As an example, based on the code and tests, providing a blank yaml in the secret should be fine.

Edit: Change the namespace to wherever prometheus lives so it can read it.

danfinn commented 2 years ago

I was able to create an empty secret as you suggested however I had to change it just slightly to be able to create it, I had to make the secret data an empty set of double quotes:

apiVersion: v1
data:
  additional-scrape-configs.yaml: ""
kind: Secret
metadata:
  name: kube-prometheus-stack-prometheus-scrape-confg
  namespace: monitoring

I then killed off the windows-prometheus-sync pod and a new one was created and the logs look much better this time around:

info: Microsoft.Hosting.Lifetime[0]
      Hosting environment: Production
info: Microsoft.Hosting.Lifetime[0]
      Content root path: /app
dbug: Microsoft.Extensions.Hosting.Internal.Host[2]
      Hosting started
dbug: WindowsPrometheusSync.SyncService[0]
      Discovered windows nodes:
        akswin3000000
dbug: WindowsPrometheusSync.SyncService[0]
      Discovered windows nodes:
        akswin3000000
dbug: WindowsPrometheusSync.SyncService[0]
      Discovered windows nodes:
        akswin3000000
dbug: WindowsPrometheusSync.SyncService[0]
      Discovered windows nodes:
        akswin3000000
dbug: WindowsPrometheusSync.SyncService[0]
      Discovered windows nodes:
        akswin3000000

However as far as I can tell nothing is ever registered with prometheus and none of the metrics that are provides from the exporter on the node ever show up in prometheus. They should all be named windows_ and nothing like that is getting added.

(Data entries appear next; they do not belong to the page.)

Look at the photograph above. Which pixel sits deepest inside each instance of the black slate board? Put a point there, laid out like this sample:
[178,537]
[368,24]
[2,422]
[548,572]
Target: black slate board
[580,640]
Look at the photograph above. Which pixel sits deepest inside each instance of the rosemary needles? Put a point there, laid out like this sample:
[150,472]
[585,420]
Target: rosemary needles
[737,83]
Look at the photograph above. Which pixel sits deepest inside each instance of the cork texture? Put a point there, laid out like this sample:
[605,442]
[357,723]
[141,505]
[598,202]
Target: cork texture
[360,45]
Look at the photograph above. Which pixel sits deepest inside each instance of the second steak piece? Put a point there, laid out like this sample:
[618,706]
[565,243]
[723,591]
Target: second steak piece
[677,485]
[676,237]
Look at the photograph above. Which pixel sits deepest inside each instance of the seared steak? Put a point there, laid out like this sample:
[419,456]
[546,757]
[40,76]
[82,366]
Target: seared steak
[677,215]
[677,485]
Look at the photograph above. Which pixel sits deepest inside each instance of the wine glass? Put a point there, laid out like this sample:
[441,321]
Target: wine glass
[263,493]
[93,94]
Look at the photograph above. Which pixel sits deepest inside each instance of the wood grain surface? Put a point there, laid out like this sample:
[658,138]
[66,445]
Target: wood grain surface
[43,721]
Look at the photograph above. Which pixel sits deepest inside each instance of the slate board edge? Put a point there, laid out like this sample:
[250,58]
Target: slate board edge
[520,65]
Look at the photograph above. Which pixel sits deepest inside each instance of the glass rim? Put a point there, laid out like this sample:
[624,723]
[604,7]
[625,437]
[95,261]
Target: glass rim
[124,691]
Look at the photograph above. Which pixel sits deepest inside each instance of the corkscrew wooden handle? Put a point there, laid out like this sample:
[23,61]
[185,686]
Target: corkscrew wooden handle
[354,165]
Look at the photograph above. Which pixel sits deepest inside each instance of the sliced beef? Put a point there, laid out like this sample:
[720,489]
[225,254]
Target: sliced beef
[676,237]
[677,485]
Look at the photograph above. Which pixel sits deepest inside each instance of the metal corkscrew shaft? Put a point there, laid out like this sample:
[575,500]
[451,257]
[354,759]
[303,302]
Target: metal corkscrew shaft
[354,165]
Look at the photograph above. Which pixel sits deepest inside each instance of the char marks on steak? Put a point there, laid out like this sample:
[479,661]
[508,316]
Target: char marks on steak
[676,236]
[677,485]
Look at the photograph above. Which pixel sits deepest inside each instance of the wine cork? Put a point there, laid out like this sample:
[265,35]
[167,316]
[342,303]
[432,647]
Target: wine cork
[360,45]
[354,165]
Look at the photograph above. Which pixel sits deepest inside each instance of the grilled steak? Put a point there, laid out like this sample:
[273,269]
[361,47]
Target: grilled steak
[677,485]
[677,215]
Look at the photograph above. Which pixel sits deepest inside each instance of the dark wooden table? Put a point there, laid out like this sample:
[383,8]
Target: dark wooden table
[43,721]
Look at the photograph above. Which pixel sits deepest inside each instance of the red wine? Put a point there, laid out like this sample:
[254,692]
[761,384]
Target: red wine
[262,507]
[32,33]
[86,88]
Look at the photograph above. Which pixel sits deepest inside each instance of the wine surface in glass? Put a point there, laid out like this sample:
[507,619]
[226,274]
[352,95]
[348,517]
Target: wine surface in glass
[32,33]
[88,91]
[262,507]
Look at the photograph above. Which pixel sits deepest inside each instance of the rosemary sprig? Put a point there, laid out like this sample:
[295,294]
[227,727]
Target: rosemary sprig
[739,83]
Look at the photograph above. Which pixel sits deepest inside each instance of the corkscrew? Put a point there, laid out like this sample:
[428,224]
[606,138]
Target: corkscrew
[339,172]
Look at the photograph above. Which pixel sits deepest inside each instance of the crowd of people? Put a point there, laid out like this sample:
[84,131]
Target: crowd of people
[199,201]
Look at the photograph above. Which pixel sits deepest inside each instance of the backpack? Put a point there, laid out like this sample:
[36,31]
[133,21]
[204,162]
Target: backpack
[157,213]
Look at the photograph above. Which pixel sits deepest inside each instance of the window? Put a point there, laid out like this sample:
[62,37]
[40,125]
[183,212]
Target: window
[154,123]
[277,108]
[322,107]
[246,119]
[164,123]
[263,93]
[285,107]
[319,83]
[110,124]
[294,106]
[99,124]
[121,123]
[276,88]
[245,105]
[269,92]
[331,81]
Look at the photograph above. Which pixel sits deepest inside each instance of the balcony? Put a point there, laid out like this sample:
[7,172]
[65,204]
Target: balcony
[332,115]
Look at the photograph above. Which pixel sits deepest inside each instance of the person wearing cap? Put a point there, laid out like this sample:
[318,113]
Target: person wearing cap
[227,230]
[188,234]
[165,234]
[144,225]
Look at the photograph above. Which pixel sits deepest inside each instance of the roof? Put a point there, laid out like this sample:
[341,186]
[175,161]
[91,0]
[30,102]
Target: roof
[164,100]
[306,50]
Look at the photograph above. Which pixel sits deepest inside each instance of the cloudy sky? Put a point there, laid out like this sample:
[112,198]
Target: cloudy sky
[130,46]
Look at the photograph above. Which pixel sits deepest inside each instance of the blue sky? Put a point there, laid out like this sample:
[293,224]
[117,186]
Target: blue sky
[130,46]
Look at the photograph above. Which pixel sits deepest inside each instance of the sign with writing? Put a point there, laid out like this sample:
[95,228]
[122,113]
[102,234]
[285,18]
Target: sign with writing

danfinn commented 2 years ago

I was able to get this working but it was far less straightforward than the documentation would indicate.

Prometheus was not picking up the additional scrape config as I had it originally installed, which was via helm from the community charts. It seems as though not every install of prometheus supports the additional scrape configs.

What I had to do was install from bitnami using the following: helm install prometheus bitnami/kube-prometheus --set node-exporter.nodeSelector."kubernetes\\.io/os"=linux --set operator.nodeSelector."kubernetes\\.io/os"=linux --set operator.nodeSelector."kubernetes\\.io/arch"=amd64 --set prometheus.nodeSelector."kubernetes\\.io/os"=linux --set prometheus.nodeSelector."kubernetes\\.io/arch"=amd64 --set alertmanager.nodeSelector."kubernetes\\.io/os"=linux --set alertmanager.nodeSelector."kubernetes\\.io/arch"=amd64 -f /tmp/values.yaml

and that values.yaml file:

prometheus:
  additionalScrapeConfigs:
    enabled: true
    type: external
    external:
      name: kube-prometheus-stack-prometheus-scrape-confg
      key: additional-scrape-configs.yaml

Once that was in place prometheus picked it up and registered the metrics from the windows node.

I'm now dealing with an issue where additional nodes that are created in the same scale set do not seem to get the windows exporter installed. They get registered with prometheus but prometheus can't talk to them on port 9100 because windows exporter did not get installed. This should happen on it's own, shouldn't it?